Le sette basiliche proposte da Filippo Neri il romano di oggi non ha difficoltà a individuarle, perché sono restate importanti nella pianta e nella vita della città: si partiva da San Pietro e da lì si andava a San Paolo fuori le Mura, poi a San Sebastiano e alle vicine catacombe che sono sulla via Appia, a San Giovanni in Laterano con annessa Scala Santa, a Santa Croce in Gerusalemme, a San Lorenzo fuori le Mura, a Santa Maria Maggiore.

Poco dopo avrebbe provveduto Sisto V, con l’Asse Sistino, a facilitare la percorrenza di quelle tappe giubilari, collegandole con tracciati stradali geometrici, scanditi da facciate di chiese, colonne, obelischi.

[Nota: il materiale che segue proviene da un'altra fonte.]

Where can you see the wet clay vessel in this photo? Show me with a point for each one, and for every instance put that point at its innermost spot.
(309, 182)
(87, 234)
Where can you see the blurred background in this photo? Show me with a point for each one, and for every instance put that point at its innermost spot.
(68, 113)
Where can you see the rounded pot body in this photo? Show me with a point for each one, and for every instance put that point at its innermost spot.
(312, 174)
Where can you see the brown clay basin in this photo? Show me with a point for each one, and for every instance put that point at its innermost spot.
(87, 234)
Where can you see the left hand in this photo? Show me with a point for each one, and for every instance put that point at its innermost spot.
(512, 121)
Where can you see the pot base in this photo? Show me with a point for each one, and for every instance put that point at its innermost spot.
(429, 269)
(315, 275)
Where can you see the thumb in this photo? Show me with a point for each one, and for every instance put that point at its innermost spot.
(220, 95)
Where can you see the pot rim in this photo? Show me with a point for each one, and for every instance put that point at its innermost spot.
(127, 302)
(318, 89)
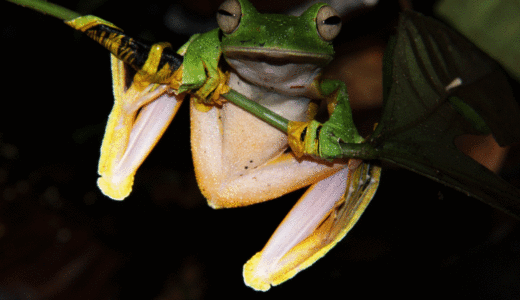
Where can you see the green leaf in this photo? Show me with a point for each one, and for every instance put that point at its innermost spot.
(441, 87)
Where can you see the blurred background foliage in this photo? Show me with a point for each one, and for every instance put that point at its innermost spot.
(60, 238)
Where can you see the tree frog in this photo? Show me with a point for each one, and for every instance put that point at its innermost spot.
(276, 61)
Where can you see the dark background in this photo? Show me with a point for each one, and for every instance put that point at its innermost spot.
(60, 238)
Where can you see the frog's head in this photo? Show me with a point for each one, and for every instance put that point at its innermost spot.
(247, 34)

La toponomastica romana porta ancora molti segni di tanto pellegrinare. C’è via del Pellegrino nella zona di Palazzo Farnese-via Giulia, come c’è la via delle Sette Chiese tra la Basilica di San Paolo e quella di San Sebastiano. Nella vicinanza di San Pietro c’è via dei Penitenzieri, a Trastevere c’è via della Penitenza. In prossimità di via Giulia c’è via della Trinità dei Pellegrini.

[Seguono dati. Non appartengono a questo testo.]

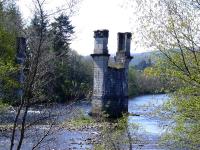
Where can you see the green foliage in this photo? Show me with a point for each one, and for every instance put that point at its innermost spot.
(185, 103)
(10, 27)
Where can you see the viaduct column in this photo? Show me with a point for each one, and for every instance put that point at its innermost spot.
(123, 57)
(100, 59)
(20, 58)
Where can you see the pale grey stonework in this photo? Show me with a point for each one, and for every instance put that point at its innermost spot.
(110, 85)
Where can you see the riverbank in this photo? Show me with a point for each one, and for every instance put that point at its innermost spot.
(74, 129)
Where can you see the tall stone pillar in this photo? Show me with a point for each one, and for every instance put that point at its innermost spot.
(20, 59)
(123, 57)
(100, 59)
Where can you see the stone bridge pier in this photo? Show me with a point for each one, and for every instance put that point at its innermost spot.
(110, 83)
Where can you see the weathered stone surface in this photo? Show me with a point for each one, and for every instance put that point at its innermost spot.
(110, 86)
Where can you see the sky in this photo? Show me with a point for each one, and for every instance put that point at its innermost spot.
(91, 15)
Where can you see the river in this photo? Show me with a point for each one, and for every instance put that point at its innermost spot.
(151, 127)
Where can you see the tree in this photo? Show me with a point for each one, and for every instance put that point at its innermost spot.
(62, 31)
(38, 75)
(172, 27)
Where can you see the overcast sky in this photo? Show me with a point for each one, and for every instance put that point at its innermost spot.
(92, 15)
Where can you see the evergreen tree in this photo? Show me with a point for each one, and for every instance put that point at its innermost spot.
(62, 30)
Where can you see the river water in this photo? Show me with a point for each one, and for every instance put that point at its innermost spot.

Una volta le risonanze giubilari erano molto più frequenti nei nomi delle vie e delle piazze romane. Via della Lungara si chiamava anche via Santa, perché porta a San Pietro. E non c’era difficoltà a intendere che via dei Coronari si chiamava così perché affollata di venditori di corone.

C’erano le vie Papalis e Pellegrinorum. La prima aveva un tracciato corrispondente alle attuali vie dei Banchi Nuovi, del Governo Vecchio, di San Pantaleo. La seconda univa in un solo nome le vie dei Banchi Vecchi e del Pellegrino, Campo de’ Fiori, via de’ Giubbonari.

Gli itinerari che il Comune sta studiando con la consulenza degli esperti vaticani toccano molti di questi tracciati antichi, il cui sviluppo a rete ci sfugge perché spezzato in più tratti dalle grandi vie aperte dopo l’Unità d’Italia e durante il Ventennio mussoliniano.

Il recupero di quei tracciati farà contente le antiche pietre e le Madonnelle che le ornano, ma aiuterà anche il romano e il forestiero a scoprire il tessuto storico della città. Una camminata a piedi da San Giovanni a San Pietro, percorrendo l’uno o l’altro dei quattro itinerari che sono stati proposti, dirà di più di ogni giro turistico organizzato che percorra – come avviene ogni giorno – via Nazionale, via dei Fori, via Cavour, corso Vittorio.